Zoë Mozert | |
Birth Name: | Alice Adelaide Moser |
Birth Date: | 1907 4, mf=yes |
Birth Place: | Colorado Springs, Colorado, U.S. |
Death Place: | Flagstaff, Arizona, U.S. |
Field: | Painting |
Zoë Mozert (; April 27, 1907 – February 1, 1993), born Alice Adelaide Moser, was an American illustrator. She was also known as one of the early 20th century's most famous pin-up artists and models.[1]
In 1925 Mozert entered the Pennsylvania Museum School of Industrial Art where she studied under Thornton Oakley, a former student of Howard Pyle, and modeled to raise money for tuition.[2]
During her career, Mozert painted hundreds of magazine covers and movie posters. She frequently was her own model, using cameras or mirrors to capture the pose.[3] Her paintings are best known for their pastel style and realistic depiction of women.[4]
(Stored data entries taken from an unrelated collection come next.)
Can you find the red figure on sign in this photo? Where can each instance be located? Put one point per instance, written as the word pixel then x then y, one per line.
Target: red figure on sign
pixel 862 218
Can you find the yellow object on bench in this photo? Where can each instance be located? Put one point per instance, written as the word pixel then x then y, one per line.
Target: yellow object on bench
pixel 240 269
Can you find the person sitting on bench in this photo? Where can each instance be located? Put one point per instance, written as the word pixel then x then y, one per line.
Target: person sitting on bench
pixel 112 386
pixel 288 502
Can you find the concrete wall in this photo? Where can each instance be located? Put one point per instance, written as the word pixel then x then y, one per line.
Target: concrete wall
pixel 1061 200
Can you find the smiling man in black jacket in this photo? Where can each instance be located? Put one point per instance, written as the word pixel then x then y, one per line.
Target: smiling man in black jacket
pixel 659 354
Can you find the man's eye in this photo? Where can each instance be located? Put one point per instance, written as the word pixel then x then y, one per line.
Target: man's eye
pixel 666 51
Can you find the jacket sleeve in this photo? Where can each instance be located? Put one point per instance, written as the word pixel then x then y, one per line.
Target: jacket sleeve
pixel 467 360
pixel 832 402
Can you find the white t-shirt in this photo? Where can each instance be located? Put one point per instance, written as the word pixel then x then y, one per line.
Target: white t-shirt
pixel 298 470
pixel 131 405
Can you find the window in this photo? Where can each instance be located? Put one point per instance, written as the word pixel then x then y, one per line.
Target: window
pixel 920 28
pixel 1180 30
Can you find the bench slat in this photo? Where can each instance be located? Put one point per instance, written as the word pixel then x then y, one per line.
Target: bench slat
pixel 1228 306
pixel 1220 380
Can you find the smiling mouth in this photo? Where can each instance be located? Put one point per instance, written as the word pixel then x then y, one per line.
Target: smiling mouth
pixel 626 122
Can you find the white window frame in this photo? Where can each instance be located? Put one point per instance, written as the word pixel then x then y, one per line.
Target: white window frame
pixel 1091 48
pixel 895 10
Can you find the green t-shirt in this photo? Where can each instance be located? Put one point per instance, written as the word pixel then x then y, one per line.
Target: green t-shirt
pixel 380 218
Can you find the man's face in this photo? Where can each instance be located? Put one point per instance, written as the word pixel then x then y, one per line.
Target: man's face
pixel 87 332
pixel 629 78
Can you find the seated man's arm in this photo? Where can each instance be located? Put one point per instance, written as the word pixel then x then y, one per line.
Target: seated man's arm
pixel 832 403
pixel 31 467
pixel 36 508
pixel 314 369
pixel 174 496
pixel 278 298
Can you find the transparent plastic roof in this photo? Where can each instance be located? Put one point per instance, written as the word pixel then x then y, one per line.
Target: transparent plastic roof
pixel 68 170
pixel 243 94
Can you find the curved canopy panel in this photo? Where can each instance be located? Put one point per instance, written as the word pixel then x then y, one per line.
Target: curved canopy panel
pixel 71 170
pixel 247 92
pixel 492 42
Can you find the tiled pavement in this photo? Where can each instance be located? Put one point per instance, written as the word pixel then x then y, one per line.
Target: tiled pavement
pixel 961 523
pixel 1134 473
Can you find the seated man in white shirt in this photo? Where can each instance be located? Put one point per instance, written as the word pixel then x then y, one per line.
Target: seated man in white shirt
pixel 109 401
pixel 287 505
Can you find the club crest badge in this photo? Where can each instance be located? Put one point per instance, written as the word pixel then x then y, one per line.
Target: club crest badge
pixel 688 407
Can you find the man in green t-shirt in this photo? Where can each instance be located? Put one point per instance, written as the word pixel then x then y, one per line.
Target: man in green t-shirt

In 1941, publishers Brown & Bigelow bought Mozert's first nude and signed her to an exclusive calendar contract. During World War II, her pin-up series for the company, called Victory Girls, was published both in calendar and mutoscope-card form. In 1946, Mozert created the publicity poster for Republic Pictures' Calendar Girl, a movie about the Gibson Girl. That same year, she painted the pinups for the Errol Flynn comedy Never Say Goodbye, in which Flynn played a pinup artist. (She also created the illustrations shown in the movie's opening credits.) By 1950, Mozert had become one of the "big four" illustrators nationally, along with Rolf Armstrong, Earl Moran and Gil Elvgren.
Some of Mozert's most famous works include the poster for Paramount Pictures' True Confession starring Carole Lombard,[5] the poster for the Howard Hughes film The Outlaw with Jane Russell,[6] and, her most popular image, Song of the Desert (1950).